Review: Albert Einstein: Genius of Space and Time
Albert Einstein: Genius of Space and Time!
by Mark Shulman, illustrated by Kelly Tindall
Portable Press, an imprint of Printers Row Publishing Group
Category: Middle Grade
Reviewer: Jane Kohuth
Albert Einstein: Genius of Space and Time! is part of the “Show me History!” graphic biography series. It presents a largely chronological overview of Einstein’s whole life rather than focusing on one particular time period or aspect of his work. The story, aimed at middle grade readers, is narrated by two characters based on Uncle Sam and the Statue of Liberty, who guide the reader through Einstein’s childhood, education, rocky marriage, scientific breakthroughs, fame, escape from Nazi Germany, reluctant encouragement to FDR to develop nuclear weapons ahead of the Germans, and later life working at the Institute for Advanced Study at Princeton University.
Despite dealing with sometimes very serious subject matter, the book takes an overall humorous (but always respectful) tone in both its writing and comic illustration style, both of which should appeal to most children in the target audience. The biographical narrative pauses at times to present explanations of Einstein’s most famous discoveries and thought experiments. These could be the most interesting parts of the book, but the explanations given are likely to be at least somewhat confusing to readers in this age group.
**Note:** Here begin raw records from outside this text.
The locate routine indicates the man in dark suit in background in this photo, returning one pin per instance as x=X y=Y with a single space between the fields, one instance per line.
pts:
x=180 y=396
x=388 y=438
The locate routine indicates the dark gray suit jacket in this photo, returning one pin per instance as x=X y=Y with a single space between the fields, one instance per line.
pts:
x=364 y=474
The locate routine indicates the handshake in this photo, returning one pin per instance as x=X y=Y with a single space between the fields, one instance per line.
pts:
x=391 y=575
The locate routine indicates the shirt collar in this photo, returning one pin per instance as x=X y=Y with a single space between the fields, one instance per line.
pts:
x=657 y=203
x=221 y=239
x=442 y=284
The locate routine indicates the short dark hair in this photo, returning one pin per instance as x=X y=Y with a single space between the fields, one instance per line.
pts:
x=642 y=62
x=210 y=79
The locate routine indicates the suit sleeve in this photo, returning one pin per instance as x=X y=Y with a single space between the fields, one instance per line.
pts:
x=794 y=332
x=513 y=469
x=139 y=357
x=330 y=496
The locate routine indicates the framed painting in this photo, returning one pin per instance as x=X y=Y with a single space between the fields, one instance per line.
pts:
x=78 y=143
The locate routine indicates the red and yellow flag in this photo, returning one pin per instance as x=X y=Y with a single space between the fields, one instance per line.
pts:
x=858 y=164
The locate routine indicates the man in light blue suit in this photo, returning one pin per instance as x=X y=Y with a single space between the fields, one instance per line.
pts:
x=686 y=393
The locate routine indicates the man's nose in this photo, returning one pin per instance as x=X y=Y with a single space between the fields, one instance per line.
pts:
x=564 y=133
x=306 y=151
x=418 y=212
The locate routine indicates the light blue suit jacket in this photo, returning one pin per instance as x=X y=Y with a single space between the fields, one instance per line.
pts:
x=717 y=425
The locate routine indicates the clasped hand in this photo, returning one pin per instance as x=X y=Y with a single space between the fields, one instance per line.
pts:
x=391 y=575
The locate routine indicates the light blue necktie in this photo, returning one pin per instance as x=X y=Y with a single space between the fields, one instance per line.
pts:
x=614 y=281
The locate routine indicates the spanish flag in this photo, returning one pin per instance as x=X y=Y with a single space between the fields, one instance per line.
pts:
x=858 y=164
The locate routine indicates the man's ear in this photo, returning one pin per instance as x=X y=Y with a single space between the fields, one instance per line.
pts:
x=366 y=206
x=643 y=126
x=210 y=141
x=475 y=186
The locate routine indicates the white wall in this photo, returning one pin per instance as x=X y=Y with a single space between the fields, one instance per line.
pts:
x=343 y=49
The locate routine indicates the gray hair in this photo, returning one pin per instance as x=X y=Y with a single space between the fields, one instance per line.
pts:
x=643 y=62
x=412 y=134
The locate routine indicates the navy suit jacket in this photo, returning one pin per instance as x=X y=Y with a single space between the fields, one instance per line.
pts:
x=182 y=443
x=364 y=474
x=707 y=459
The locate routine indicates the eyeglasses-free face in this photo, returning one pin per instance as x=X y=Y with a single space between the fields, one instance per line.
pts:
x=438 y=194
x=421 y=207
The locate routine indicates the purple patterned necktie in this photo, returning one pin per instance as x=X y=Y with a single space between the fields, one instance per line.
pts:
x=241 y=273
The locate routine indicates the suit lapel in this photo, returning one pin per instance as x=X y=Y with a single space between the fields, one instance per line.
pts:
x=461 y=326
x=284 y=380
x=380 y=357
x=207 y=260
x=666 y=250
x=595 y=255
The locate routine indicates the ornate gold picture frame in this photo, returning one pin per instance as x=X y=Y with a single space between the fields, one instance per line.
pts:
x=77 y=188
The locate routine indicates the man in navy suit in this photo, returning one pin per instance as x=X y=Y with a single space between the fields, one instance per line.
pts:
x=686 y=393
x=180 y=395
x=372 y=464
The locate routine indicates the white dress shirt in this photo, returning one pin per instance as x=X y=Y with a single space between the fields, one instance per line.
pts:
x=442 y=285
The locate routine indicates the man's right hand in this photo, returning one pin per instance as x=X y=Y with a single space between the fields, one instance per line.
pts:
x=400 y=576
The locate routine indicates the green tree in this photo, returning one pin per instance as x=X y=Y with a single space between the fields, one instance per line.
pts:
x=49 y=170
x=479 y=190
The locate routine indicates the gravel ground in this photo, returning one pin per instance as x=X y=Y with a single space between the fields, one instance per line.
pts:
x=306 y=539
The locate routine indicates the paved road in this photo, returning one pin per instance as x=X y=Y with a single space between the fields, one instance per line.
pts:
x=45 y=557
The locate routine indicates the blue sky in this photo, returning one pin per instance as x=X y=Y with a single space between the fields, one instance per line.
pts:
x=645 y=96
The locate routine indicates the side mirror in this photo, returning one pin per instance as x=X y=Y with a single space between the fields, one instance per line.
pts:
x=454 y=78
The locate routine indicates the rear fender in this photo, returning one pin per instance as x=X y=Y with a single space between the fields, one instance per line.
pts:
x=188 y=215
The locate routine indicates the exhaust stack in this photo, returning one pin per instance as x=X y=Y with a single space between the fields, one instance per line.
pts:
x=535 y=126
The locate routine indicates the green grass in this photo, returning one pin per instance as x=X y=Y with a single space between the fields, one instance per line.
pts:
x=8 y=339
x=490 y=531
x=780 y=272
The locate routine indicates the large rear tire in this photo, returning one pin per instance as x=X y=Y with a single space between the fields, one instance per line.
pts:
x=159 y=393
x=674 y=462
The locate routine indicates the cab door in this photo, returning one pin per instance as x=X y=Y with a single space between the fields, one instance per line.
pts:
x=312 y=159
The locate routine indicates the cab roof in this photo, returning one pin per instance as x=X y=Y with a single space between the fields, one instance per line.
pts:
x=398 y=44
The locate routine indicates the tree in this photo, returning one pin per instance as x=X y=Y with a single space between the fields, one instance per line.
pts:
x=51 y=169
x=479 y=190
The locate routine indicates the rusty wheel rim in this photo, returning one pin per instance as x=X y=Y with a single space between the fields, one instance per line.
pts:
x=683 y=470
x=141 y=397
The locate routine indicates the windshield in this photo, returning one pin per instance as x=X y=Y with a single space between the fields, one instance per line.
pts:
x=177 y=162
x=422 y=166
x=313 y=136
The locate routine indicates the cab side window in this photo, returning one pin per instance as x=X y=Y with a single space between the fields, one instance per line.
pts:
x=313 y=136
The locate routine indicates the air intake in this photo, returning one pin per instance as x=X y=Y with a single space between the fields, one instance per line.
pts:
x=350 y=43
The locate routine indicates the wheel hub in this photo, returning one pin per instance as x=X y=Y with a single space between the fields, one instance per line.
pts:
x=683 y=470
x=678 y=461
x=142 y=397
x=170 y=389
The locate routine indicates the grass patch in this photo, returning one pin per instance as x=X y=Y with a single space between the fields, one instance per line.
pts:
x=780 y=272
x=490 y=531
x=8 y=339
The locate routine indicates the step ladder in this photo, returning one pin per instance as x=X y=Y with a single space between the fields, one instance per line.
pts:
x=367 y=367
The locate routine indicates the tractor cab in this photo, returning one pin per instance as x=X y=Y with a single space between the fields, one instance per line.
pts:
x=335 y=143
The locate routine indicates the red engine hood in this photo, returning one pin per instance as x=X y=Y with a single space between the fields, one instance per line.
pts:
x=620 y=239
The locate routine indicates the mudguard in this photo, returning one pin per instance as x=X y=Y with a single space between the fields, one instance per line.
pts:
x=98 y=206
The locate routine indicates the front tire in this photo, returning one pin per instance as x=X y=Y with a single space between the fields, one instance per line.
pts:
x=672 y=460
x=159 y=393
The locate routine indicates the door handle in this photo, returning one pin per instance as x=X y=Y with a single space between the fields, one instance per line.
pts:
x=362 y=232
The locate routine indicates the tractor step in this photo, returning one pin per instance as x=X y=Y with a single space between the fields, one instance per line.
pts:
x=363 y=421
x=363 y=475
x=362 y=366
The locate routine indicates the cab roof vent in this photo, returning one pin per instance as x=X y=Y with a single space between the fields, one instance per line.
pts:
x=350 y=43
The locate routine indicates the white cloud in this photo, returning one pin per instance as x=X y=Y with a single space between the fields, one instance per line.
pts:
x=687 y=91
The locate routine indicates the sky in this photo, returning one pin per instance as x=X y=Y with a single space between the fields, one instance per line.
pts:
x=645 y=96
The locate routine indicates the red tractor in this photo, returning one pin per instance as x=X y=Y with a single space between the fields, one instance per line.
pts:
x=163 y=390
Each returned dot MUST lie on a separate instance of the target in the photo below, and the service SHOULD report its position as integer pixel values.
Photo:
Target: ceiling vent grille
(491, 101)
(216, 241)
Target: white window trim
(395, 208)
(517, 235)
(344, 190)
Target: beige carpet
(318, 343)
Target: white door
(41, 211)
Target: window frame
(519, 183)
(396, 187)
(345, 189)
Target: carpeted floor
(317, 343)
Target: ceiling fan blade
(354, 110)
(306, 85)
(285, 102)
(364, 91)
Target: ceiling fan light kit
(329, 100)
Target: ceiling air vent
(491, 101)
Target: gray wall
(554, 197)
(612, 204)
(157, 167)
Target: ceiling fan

This biography was exceptional in its focus on Einstein’s Jewish identity. The author mentions the prejudice Einstein faced as a Jew in Germany, discusses the rise of Nazi power, and recounts the harrowing escape Einstein and his second wife had to make from the Nazis. In particular, the book dwells on Einstein’s continuing advocacy both for peace and for creating and supporting the State of Israel. For this reason, this book is a potential contender for Sydney Taylor recognition.